How can you proof that $||L||=|L|$ if $L$ is infinite (where $||L||$ stands for the cardinality of the set of all $L$-formulas and $|L|$ the number of all constants, function and relation symbols)?
The case where $L$ is finite is clear for me, because in that case you can just count all the formulas by an induction argument, so $||L||=|\mathbb{N}|$.
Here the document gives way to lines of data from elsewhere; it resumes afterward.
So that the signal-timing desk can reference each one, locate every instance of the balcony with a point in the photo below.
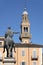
(25, 35)
(34, 58)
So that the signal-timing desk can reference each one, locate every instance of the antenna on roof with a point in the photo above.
(25, 4)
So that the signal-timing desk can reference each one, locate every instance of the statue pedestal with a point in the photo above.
(9, 61)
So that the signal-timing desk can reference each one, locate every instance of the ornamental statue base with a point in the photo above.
(9, 61)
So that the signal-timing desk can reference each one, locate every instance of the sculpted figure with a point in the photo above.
(8, 42)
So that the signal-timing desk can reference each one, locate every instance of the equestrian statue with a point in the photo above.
(8, 42)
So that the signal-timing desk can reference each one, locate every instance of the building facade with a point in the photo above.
(26, 52)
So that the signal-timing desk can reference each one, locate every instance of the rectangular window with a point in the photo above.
(0, 43)
(34, 54)
(23, 53)
(34, 63)
(23, 63)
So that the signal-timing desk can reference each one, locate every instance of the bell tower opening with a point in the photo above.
(25, 28)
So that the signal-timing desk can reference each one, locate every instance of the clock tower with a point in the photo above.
(25, 28)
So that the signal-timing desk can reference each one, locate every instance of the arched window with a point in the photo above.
(25, 29)
(34, 54)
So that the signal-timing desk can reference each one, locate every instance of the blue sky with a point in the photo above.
(11, 15)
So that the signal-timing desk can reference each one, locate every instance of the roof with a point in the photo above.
(29, 45)
(25, 12)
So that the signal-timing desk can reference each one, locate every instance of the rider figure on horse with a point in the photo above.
(8, 42)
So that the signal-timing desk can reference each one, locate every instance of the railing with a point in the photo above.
(34, 58)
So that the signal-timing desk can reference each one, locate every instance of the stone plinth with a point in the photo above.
(9, 61)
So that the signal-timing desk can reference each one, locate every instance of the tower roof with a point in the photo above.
(25, 11)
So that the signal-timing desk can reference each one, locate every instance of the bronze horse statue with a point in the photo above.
(8, 42)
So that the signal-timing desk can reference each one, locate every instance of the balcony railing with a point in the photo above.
(34, 58)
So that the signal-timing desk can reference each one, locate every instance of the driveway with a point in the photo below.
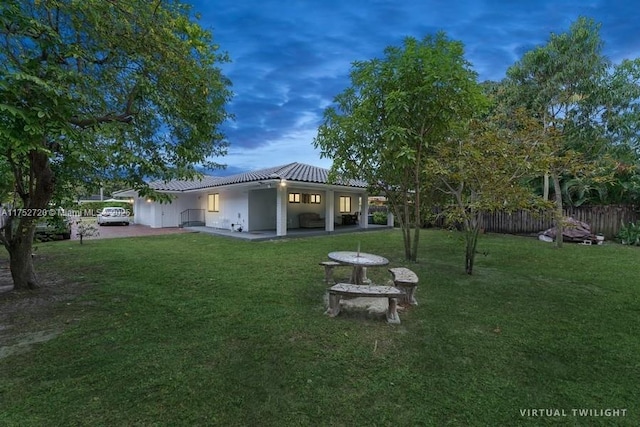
(132, 230)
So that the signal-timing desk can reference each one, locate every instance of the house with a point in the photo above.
(278, 198)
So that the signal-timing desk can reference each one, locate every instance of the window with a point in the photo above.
(294, 197)
(345, 204)
(213, 202)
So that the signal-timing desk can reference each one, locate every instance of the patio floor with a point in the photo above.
(291, 233)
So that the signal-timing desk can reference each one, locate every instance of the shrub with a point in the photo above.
(380, 218)
(630, 234)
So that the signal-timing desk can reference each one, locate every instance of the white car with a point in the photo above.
(113, 215)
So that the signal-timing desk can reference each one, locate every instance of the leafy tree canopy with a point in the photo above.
(98, 89)
(384, 126)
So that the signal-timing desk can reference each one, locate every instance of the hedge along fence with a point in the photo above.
(605, 220)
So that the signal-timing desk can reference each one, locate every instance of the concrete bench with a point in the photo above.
(407, 280)
(328, 270)
(336, 292)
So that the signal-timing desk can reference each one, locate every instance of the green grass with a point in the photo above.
(193, 329)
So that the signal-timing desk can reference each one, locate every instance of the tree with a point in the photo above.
(483, 170)
(560, 83)
(98, 89)
(383, 127)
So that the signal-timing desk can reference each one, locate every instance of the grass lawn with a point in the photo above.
(193, 329)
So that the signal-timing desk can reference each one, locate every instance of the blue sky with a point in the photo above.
(291, 58)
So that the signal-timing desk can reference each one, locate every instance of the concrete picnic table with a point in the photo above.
(360, 261)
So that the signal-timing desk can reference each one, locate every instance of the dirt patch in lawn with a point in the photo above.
(31, 317)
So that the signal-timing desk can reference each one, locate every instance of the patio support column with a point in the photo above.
(281, 211)
(364, 212)
(329, 211)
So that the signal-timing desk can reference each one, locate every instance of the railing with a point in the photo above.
(192, 217)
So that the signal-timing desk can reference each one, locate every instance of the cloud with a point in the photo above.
(290, 59)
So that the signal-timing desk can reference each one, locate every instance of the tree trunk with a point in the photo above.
(20, 257)
(558, 214)
(35, 193)
(471, 239)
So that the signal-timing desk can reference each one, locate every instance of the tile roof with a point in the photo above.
(299, 172)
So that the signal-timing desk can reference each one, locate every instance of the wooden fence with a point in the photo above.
(605, 220)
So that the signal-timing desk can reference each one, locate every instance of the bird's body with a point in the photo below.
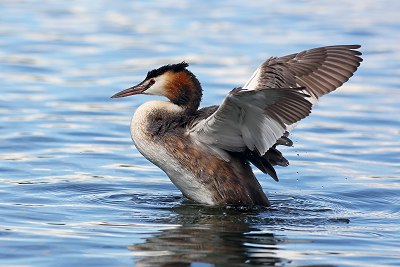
(207, 152)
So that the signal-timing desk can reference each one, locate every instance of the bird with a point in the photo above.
(208, 152)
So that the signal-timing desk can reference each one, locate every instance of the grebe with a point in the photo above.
(207, 152)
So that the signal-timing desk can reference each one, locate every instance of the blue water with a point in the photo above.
(75, 191)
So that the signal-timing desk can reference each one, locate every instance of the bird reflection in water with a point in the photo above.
(212, 235)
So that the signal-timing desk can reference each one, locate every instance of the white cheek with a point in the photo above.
(157, 88)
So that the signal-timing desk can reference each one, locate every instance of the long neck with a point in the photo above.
(188, 92)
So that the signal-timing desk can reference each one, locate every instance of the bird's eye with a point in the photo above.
(151, 82)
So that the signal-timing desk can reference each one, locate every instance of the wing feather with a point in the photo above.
(252, 119)
(320, 70)
(278, 95)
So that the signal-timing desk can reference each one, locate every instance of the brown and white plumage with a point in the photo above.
(206, 153)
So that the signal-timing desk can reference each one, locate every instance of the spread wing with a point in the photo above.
(253, 119)
(320, 70)
(275, 98)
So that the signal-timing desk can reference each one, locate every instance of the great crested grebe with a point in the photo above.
(207, 152)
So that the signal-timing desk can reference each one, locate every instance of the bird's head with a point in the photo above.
(173, 81)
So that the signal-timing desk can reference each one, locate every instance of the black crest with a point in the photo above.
(170, 67)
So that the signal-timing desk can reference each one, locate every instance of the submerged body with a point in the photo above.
(207, 153)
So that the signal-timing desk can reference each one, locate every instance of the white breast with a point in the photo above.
(158, 155)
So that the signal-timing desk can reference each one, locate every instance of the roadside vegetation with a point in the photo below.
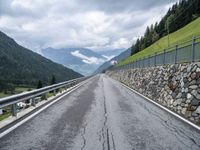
(179, 24)
(184, 34)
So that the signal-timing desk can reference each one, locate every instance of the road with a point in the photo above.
(102, 115)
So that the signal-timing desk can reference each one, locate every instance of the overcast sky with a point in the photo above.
(95, 24)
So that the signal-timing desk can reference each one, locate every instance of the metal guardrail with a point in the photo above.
(14, 99)
(188, 51)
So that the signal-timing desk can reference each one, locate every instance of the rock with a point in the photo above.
(194, 114)
(189, 68)
(179, 77)
(198, 90)
(184, 95)
(198, 70)
(194, 68)
(198, 110)
(182, 84)
(193, 82)
(193, 75)
(198, 96)
(193, 87)
(191, 108)
(184, 111)
(186, 90)
(195, 102)
(198, 81)
(185, 80)
(179, 95)
(179, 107)
(179, 101)
(175, 103)
(188, 114)
(194, 93)
(189, 96)
(188, 101)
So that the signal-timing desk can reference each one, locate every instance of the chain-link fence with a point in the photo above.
(186, 52)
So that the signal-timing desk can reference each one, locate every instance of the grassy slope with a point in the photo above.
(179, 36)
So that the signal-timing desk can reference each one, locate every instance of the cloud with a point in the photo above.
(88, 60)
(95, 24)
(108, 57)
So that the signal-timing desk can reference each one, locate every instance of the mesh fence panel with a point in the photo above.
(146, 62)
(197, 52)
(152, 61)
(184, 54)
(170, 57)
(159, 59)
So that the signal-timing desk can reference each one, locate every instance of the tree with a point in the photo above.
(53, 80)
(39, 85)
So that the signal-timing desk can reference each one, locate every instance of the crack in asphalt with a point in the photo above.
(113, 141)
(167, 123)
(105, 129)
(83, 137)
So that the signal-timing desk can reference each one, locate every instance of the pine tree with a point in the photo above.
(39, 85)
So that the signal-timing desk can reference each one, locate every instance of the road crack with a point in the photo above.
(83, 137)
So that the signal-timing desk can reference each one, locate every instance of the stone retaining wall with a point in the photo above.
(174, 86)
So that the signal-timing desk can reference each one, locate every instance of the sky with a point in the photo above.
(94, 24)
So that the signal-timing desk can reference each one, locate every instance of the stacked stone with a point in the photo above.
(174, 86)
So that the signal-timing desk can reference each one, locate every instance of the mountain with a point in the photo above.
(109, 54)
(21, 66)
(118, 58)
(81, 60)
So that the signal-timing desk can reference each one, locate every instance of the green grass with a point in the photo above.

If $X$ is an infinite set and $X^*$ is the set of finite lists of elements of $X$, then $\mbox{card}(X) = \mbox{card}(X^*)$. Taking $X$ to be the set of all constant, function, relation and logical symbols, the set of all formulas is a subset of $X^*$ and hence $\|L\| \le \mbox{card}(X) = |L|$ (where the equality holds because $L$ is infinite and there are only finitely many logical symbols). The converse inequality $|L| \le \|L\|$ holds (without the assumption that $L$ is infinite) because given a constant, function or relation symbol you can construct a formula containing that symbol (and no other constant, function or relation symbol, e.g. $\mathbf{c} = \mathbf{c}$ or $\forall x\cdot\mathbf{f}(x) = \mathbf{f}(x)$ or $\forall x \cdot \mathbf{R}(x)$).